Source: This piece was originally posted at The Daily Review

Just to give you a personal reflection about 9/11. I was working at a movie theater and not happy about it and working the nightshift and disliked that even more. Except for the people I worked with and for and met. I believe I closed the night before and slept in that morning knowing I would be closing again on that Tuesday night the night of 9/11. I woke up early that afternoon and turned on the news and saw I believe ABC News breaking in from their afternoon soap operas to cover these explosions that were happening in New York City and the Pentagon in Arlington, Virginia. And to paraphrase what Jack Buck said during the 1988 World Series, “I don’t believe what my eyes just saw.” I can’t believe what I just saw on TV. It must have felt like the way people in Hawaii felt during Pearl Harbor in 1941. That the nation was under attack and what’s the next horrible attack that we’ll be doing with. I get ready for work and get there I guess about 4 o’clock that afternoon and find out that the theater is close because of the attacks and I had the night off.
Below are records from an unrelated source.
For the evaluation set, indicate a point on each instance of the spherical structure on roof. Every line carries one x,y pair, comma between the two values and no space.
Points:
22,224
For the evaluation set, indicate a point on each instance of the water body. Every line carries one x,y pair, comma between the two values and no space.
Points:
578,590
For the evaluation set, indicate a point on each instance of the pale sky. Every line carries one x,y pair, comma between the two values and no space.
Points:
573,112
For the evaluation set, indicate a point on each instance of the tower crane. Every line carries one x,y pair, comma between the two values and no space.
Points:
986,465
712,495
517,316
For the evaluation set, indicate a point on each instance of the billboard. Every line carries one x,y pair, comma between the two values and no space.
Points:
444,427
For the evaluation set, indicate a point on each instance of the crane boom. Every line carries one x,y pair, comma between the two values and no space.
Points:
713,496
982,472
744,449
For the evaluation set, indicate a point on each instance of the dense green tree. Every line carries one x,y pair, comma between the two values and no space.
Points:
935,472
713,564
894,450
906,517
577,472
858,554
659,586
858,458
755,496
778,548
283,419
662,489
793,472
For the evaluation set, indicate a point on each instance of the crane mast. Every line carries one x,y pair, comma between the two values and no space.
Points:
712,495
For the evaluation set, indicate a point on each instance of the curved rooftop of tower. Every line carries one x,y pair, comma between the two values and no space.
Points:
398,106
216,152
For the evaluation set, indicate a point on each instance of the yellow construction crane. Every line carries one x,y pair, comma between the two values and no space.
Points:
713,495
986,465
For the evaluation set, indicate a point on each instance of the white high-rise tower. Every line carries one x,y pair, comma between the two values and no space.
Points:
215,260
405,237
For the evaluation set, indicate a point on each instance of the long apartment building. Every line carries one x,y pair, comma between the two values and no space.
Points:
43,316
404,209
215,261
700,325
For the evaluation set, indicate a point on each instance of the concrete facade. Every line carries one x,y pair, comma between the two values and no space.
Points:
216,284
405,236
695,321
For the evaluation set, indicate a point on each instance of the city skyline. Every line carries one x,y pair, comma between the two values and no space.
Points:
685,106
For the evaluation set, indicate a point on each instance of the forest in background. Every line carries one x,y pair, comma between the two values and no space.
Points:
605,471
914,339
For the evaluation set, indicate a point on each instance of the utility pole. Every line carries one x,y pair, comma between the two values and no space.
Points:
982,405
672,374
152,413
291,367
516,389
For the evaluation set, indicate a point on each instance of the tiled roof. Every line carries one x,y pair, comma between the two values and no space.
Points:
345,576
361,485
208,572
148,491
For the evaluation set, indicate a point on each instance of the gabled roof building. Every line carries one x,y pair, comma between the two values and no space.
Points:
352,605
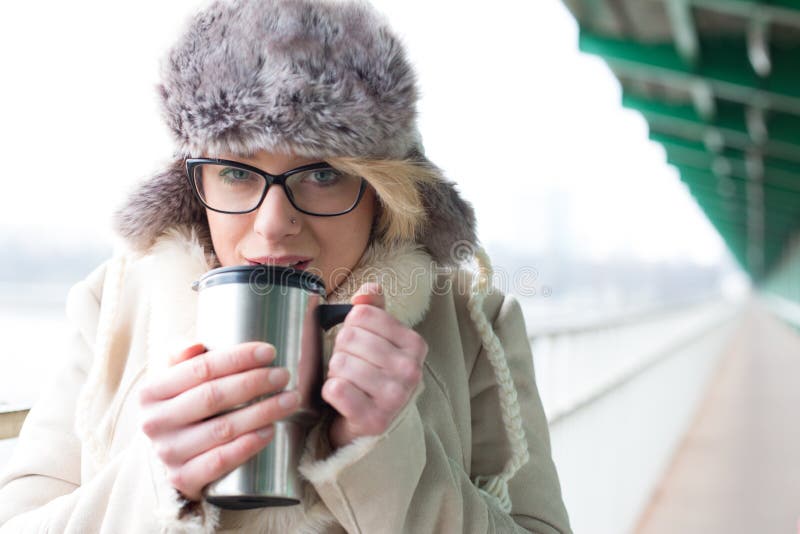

There are only two moments during the George W. Bush presidency where I was proud of President Bush and I don’t say that lightly or proudly. It’s just the way I feel about this President as President. The first one is where President Bush goes to New York City to look at the destruction caused by the attacks and he’s giving a speech there and talking to firefighters there. And some people in the audience yell out essentially how angry they are at the people of these attacks. And President Bush literally breaks in with a megaphone and says, “we hear you, the Americans people hear you and the people responsible for knocking down these buildings will hear from all of us very shortly.” It was the perfect thing to be said at that point and I believe reflected how most Americans were feeling at that very moment regardless of their politics and party affiliation. Those last four months of 2001 starting unfortunately with 9/11, you could argue was the last time America was united as a country. And President Bush deserves credit for that. Regardless of what you think of him.

I don’t live in New York City and I never had. So I can’t give you an eyewitness account of what happened in New York during those horrific attacks. But what I can do as an American is tell you how I feel about people responsible for attacking one of America’s great cities and one of the great cities in the world. America felt under attack during 9/11. Before that we felt invincible as a country and believe no one would attack us period. Even if they could, because we would destroy them if they did and they knew that. 9/11 changed and changed the national makeup of this country. What goes on in the Middle East and South Asia, can now happen here. Not from another country sending in a plane and hitting us with missiles and bombs, because they would get shot down. But from terrorist hijackers so warped out of their mind and hating America and our foreign policy, that they would hijack a private plane and use it as their suicide attack. Even with innocent passengers on board simply flying to New York, with no say in the matter. And America has never gotten back to pre-9/11 and the few months after that when we were one country even for that short period.